A case study in detailed interaction design and usability testing.
This design is for a product that aids higher education institutions in the process of becoming accredited. A large part of that process is gathering data to generate reports, and almost every kind of user in the system has reasons to build forms of one kind or another and collect data. When I was brought into this project, the design for form creation dated back ten years to the beginning of the application, and over the years many features had been added piecemeal leading to quite a mess. The form builder is central to the application, but the poor UX was causing the company to lose sales. It was my task to modernize the form builder and create an experience that helped our users build better forms so they could collect better data.
- Determine strategic design direction for new form builder
- Gather requirements and user needs
- Concepting, sketching, wireframing
- Usability testing and multiple iterations
- Prototype the intricacies of new interactions
Planning and Research
I started this project by getting to know all the ins and outs of the old builder. I also talked to our users through a series of interviews, and reviewed the experiences of other form builders like Google Forms, Survey Monkey, and Qualtrics. Some pain points quickly began to emerge. For instance, users were often afraid they would mess something up when they edited forms. They knew what they wanted, but they didn't know how to put together what was in their head, and they were afraid to try for fear of breaking something.

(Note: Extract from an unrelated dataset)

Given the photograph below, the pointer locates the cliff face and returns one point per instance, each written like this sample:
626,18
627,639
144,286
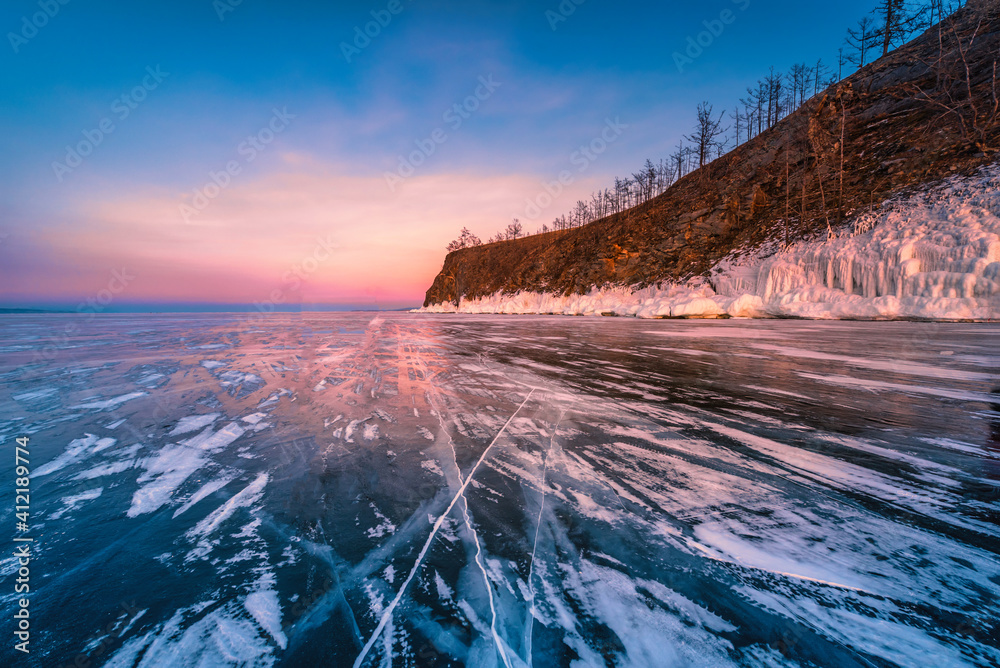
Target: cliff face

Strategy and Design Direction
Addressing this pain point was the key to my redesign. When users build better forms, they get better data, but users can't build good forms if they’re scared to use the application. I wanted to turn that mindset into something more playful, and I wanted users to feel free to explore the builder. This led me to focus on a WYSIWYG style interface for form editing. The user could try different things and see the result immediately. If they decided they didn't like something it would be easy to change or undo. I wanted the user to feel empowered to experiment, and not be afraid to try something new, so the experience had to be forgiving.
Concepting, Sketching, and Wireframing
From this vision, the interactions, layouts, and visual assets of the form builder began to take shape; first on whiteboards, then in sketchbooks, then in Axure. Along the way I kept talking to users to make sure the design was fitting their needs, and we conducted weekly usability tests.
An early problem was organization of the different question types. Our system had many more entry types than applications like Google Forms, and organizing them as one long list was confusing to our users when we showed it in early sketches. To address this I held several card sorting activities with users to understand how they organized question types, and we used this data to iterate and test several UI presentations of question types until we found one that worked.
Usability Testing and Many... Many, Iterations
I put my earliest sketches in front of users as often as I could to gather their feedback. As the project became more refined, I began running more official usability tests with interactive Axure prototypes. These tests proved very enlightening, and many iterations were made on the design details. For example, our users were sometimes confused that the form they were seeing was a preview and not the actual form. One click on the form would cause an entry to get focus and go into an editing mode, but some users wouldn't even make that one click! To address this I added a hover state on form questions. This made it clear the user was in a builder, and even invited the user to click into editing more. The immediate result of this change was we stopped seeing this confusion in our usability tests.